Recentemente, atendi dois pacientes portadores de doenças neurológicas degenerativas.

Mantendo a metáfora, doenças que atrapalham a recepção, decodificação e transmissão da mensagem. Eles eram perfeitos nestas tarefas, mas, por defeitos nas máquinas genética e bioquímica das células de seus corpinhos, progressivamente, pararam de falar, de comer, de caminhar e de conseguir usar seus braços e mãos.

Apesar destas limitações, seus olhos transmitiam e transmitem informações capazes de tocar nosso coração, não aquele dos ventrículos, aquele que não conseguimos ver.
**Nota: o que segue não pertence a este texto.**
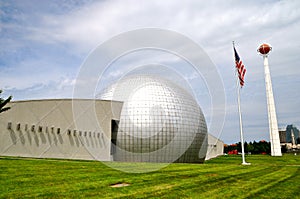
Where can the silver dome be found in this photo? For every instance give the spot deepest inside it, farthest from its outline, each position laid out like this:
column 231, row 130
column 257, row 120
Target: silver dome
column 160, row 121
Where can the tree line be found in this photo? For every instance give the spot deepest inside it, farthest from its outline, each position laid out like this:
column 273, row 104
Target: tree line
column 261, row 147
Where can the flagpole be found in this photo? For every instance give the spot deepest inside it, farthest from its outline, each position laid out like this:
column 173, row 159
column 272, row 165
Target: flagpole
column 240, row 117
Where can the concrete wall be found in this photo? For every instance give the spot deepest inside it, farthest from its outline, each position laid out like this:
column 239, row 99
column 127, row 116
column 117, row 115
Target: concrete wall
column 62, row 128
column 215, row 147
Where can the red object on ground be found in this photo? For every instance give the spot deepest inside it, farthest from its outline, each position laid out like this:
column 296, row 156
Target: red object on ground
column 233, row 152
column 264, row 49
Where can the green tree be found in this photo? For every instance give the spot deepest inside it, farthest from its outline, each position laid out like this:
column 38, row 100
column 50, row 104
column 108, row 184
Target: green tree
column 3, row 102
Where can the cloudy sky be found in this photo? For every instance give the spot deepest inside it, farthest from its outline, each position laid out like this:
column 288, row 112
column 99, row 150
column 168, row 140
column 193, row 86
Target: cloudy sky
column 43, row 44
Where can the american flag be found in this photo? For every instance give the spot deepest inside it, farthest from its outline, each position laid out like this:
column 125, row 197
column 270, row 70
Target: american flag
column 239, row 67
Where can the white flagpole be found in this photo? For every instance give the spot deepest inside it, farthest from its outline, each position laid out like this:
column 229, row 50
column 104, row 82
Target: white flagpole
column 240, row 117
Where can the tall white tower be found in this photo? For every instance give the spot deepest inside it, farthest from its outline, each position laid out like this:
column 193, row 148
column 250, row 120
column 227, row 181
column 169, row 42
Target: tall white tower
column 264, row 50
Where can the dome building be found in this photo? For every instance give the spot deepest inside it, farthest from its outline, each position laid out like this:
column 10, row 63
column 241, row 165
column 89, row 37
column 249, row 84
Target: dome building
column 159, row 122
column 140, row 118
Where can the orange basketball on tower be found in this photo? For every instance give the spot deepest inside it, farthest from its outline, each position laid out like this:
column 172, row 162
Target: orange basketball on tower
column 264, row 49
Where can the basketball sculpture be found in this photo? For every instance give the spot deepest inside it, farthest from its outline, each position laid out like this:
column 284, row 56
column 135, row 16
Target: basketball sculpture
column 160, row 121
column 264, row 49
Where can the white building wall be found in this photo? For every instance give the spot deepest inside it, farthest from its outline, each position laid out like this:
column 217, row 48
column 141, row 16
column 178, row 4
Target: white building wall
column 49, row 129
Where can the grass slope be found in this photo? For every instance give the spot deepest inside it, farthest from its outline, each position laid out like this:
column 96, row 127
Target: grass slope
column 223, row 177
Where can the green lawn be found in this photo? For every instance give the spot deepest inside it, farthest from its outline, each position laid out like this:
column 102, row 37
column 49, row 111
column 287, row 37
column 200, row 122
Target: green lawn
column 223, row 177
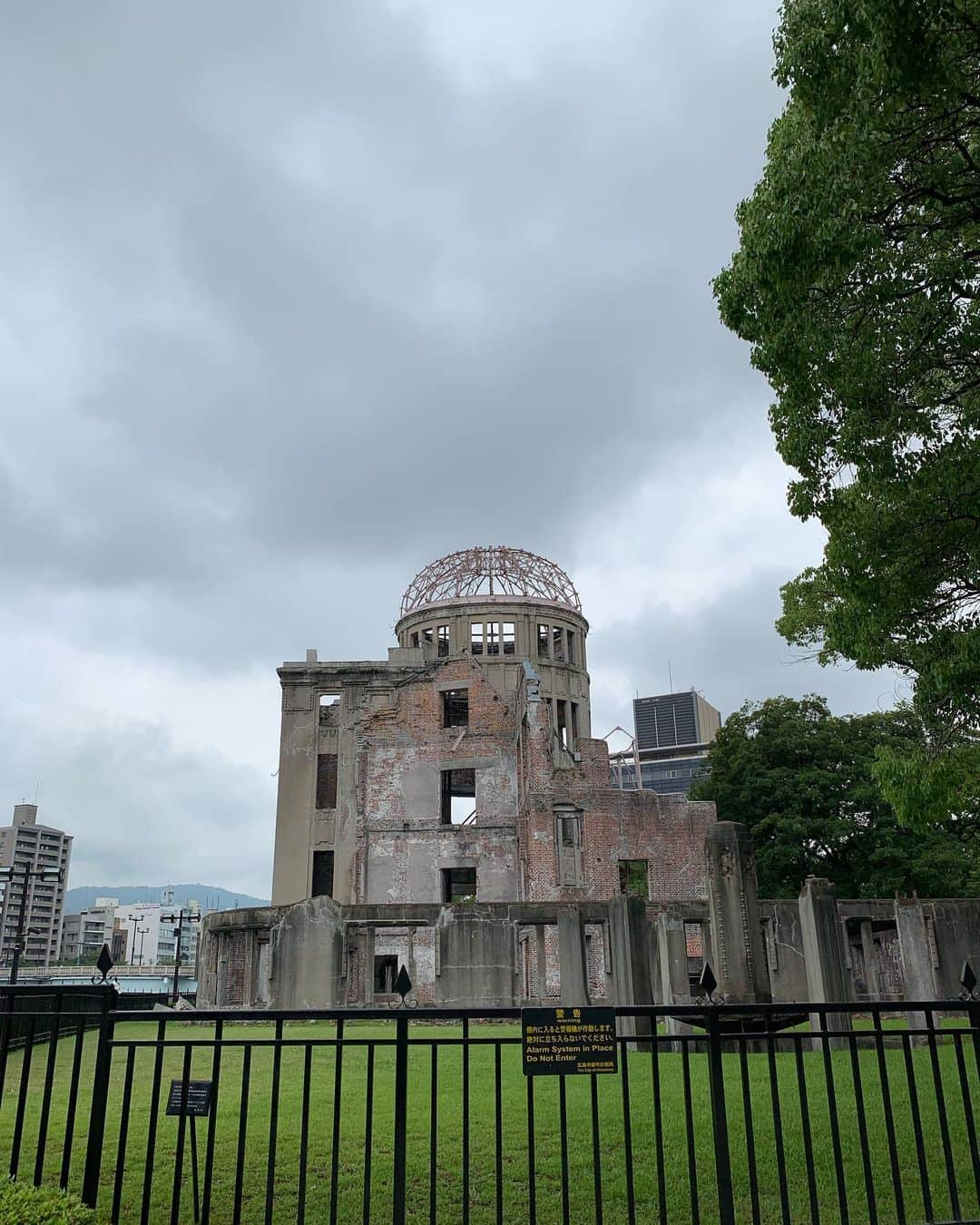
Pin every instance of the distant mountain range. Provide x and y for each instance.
(212, 897)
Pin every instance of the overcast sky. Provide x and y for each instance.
(299, 298)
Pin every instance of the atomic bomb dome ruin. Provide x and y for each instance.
(447, 811)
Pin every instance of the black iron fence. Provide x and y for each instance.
(424, 1115)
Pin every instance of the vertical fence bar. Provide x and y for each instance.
(828, 1080)
(335, 1147)
(889, 1126)
(401, 1130)
(497, 1140)
(100, 1099)
(242, 1129)
(273, 1120)
(45, 1102)
(304, 1133)
(151, 1136)
(124, 1129)
(780, 1157)
(750, 1132)
(627, 1134)
(434, 1132)
(212, 1123)
(76, 1070)
(947, 1147)
(689, 1127)
(658, 1129)
(15, 1144)
(859, 1105)
(564, 1142)
(532, 1183)
(811, 1181)
(5, 1035)
(597, 1171)
(466, 1121)
(916, 1123)
(720, 1119)
(369, 1106)
(965, 1092)
(181, 1134)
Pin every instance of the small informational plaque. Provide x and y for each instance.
(567, 1040)
(196, 1102)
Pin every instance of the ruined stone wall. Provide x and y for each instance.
(667, 832)
(403, 846)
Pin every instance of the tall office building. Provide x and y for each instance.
(672, 732)
(26, 844)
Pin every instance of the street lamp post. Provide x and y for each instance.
(191, 916)
(10, 874)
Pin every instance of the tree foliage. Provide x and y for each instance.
(802, 780)
(857, 283)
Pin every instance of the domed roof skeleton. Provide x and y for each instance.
(494, 571)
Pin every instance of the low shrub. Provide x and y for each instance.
(24, 1204)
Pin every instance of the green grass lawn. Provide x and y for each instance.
(352, 1147)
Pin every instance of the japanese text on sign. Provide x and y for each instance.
(198, 1100)
(567, 1040)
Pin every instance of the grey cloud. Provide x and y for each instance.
(729, 651)
(451, 296)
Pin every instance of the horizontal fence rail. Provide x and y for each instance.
(716, 1112)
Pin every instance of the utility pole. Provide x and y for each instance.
(26, 875)
(179, 919)
(135, 920)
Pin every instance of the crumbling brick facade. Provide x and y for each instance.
(483, 706)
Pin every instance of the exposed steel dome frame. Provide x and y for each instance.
(494, 571)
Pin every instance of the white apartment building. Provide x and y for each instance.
(26, 844)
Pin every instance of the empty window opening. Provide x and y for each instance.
(456, 708)
(322, 882)
(458, 800)
(329, 710)
(569, 837)
(326, 780)
(563, 724)
(459, 885)
(633, 877)
(386, 972)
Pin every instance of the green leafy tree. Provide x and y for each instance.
(857, 283)
(802, 780)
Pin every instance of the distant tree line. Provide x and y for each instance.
(802, 779)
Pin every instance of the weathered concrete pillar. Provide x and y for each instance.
(674, 985)
(916, 956)
(629, 933)
(573, 957)
(867, 952)
(823, 952)
(737, 930)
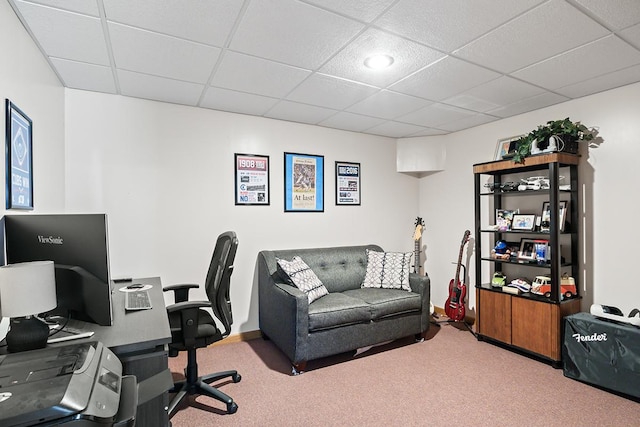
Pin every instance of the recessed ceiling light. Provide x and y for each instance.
(378, 61)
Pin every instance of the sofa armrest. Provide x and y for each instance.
(283, 313)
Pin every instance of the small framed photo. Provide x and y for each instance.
(19, 161)
(534, 249)
(251, 179)
(506, 148)
(545, 218)
(504, 218)
(523, 222)
(303, 182)
(347, 183)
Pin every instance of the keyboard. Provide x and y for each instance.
(137, 300)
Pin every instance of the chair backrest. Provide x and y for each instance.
(219, 278)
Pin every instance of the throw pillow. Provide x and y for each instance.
(303, 278)
(389, 270)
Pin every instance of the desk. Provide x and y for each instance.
(139, 339)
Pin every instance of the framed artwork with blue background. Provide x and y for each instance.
(303, 183)
(19, 161)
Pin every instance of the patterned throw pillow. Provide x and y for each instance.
(389, 270)
(300, 275)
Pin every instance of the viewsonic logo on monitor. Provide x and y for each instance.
(50, 240)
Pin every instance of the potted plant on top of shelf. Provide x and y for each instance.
(556, 135)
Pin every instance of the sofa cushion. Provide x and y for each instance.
(337, 309)
(389, 270)
(299, 274)
(387, 302)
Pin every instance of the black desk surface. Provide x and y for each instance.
(132, 331)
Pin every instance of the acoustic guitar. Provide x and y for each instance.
(417, 235)
(454, 307)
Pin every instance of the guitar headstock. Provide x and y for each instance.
(418, 231)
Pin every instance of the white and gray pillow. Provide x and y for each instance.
(388, 270)
(298, 273)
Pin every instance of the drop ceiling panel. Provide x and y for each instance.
(601, 83)
(293, 33)
(330, 92)
(545, 31)
(448, 25)
(237, 102)
(632, 35)
(158, 88)
(458, 63)
(351, 121)
(362, 10)
(67, 35)
(435, 115)
(388, 105)
(203, 21)
(493, 94)
(303, 113)
(395, 129)
(153, 53)
(80, 75)
(255, 75)
(408, 57)
(445, 78)
(577, 64)
(81, 6)
(534, 103)
(615, 14)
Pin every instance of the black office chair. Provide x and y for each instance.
(192, 327)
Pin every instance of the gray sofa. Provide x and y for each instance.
(348, 318)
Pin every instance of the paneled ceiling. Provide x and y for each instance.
(457, 63)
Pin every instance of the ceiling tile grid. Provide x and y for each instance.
(456, 63)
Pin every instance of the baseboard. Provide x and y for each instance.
(242, 336)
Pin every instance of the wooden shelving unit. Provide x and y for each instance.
(527, 322)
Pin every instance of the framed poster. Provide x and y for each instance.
(347, 183)
(251, 179)
(303, 183)
(19, 162)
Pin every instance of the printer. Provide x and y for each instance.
(78, 384)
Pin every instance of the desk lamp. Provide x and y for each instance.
(27, 289)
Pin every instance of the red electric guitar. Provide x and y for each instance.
(454, 307)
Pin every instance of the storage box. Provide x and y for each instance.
(602, 353)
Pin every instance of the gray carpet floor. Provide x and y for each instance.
(449, 379)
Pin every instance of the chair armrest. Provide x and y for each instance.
(181, 291)
(188, 311)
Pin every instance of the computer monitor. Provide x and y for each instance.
(79, 247)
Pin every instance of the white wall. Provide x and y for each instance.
(609, 175)
(27, 80)
(164, 174)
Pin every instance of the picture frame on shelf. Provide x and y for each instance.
(545, 218)
(523, 222)
(19, 158)
(534, 249)
(303, 182)
(506, 148)
(252, 179)
(504, 218)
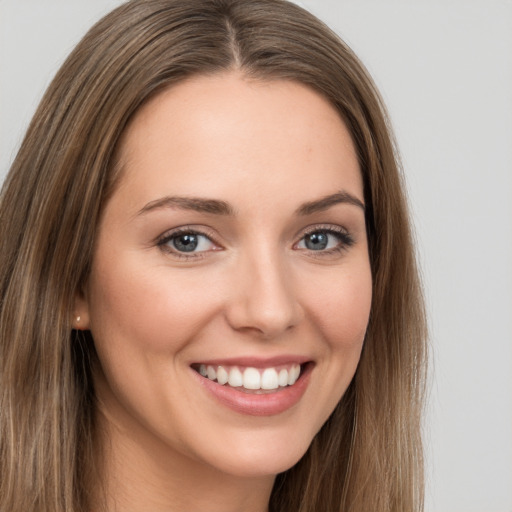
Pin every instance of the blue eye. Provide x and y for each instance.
(325, 240)
(186, 242)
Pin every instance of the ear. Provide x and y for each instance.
(80, 320)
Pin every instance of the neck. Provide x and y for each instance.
(140, 473)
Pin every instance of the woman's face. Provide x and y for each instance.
(232, 254)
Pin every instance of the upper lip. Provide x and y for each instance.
(255, 361)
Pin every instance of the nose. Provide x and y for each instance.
(263, 300)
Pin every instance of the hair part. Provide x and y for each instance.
(368, 455)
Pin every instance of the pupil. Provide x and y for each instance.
(186, 243)
(316, 241)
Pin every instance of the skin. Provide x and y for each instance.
(255, 289)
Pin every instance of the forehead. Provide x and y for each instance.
(214, 135)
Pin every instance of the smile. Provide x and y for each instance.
(252, 379)
(255, 388)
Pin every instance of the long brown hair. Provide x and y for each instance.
(368, 456)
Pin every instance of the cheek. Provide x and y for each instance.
(341, 308)
(146, 309)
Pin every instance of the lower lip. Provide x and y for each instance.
(268, 404)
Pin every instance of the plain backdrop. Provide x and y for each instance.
(444, 68)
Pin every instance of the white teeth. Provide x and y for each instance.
(283, 377)
(211, 373)
(222, 375)
(235, 378)
(252, 378)
(293, 374)
(269, 379)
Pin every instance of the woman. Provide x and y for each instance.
(209, 293)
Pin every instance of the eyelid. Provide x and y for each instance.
(168, 235)
(346, 238)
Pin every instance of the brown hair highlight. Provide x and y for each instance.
(368, 456)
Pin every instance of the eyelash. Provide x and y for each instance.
(345, 241)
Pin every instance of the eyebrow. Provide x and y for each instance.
(218, 207)
(326, 202)
(190, 203)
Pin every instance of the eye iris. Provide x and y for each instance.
(186, 243)
(316, 241)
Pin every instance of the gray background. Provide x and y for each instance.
(445, 71)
Sua família os amava e ama plenamente, mesmo que soubessem e saibam que aquele abraço apertado e o “mamãe eu te amo” não viria mais.

Entender as mensagens. Habilidade que requer observação e altruísmo (segundo o pensamento de Comte, tendência ou inclinação de natureza instintiva que incita o ser humano à preocupação com o outro e que, não obstante sua atuação espontânea, deve ser aprimorada pela educação positivista, evitando-se assim a ação antagônica dos instintos naturais do egoísmo).

lele bikeHá poucos dias dividi uma vivência com um amigo de 10 anos. Ele tem certa dificuldade nas questões digamos, sociais, percebi sua inquietação com determinada situação, sem invadir sua autonomia, ofereci ajuda. Ele, ouviu, processou, inspirou profundamente e, ao liberar o ar retido em seus pulmões chegou a ressoar num desabafo como se buscasse forças do fundo de seu coração (aquele invisível), enfrentou e venceu sua dificuldade. Foi como se precisasse um pouco mais de frequência em seu processador, coisa que uma mão amiga pode oferecer para todos nós que não somos máquinas. Para nós humanos que temos a felicidade de poder sentir e interpretar da melhor maneira para o indivíduo e para o todo, pois nossa conexão é mais potente e eficaz que a conexão wireless.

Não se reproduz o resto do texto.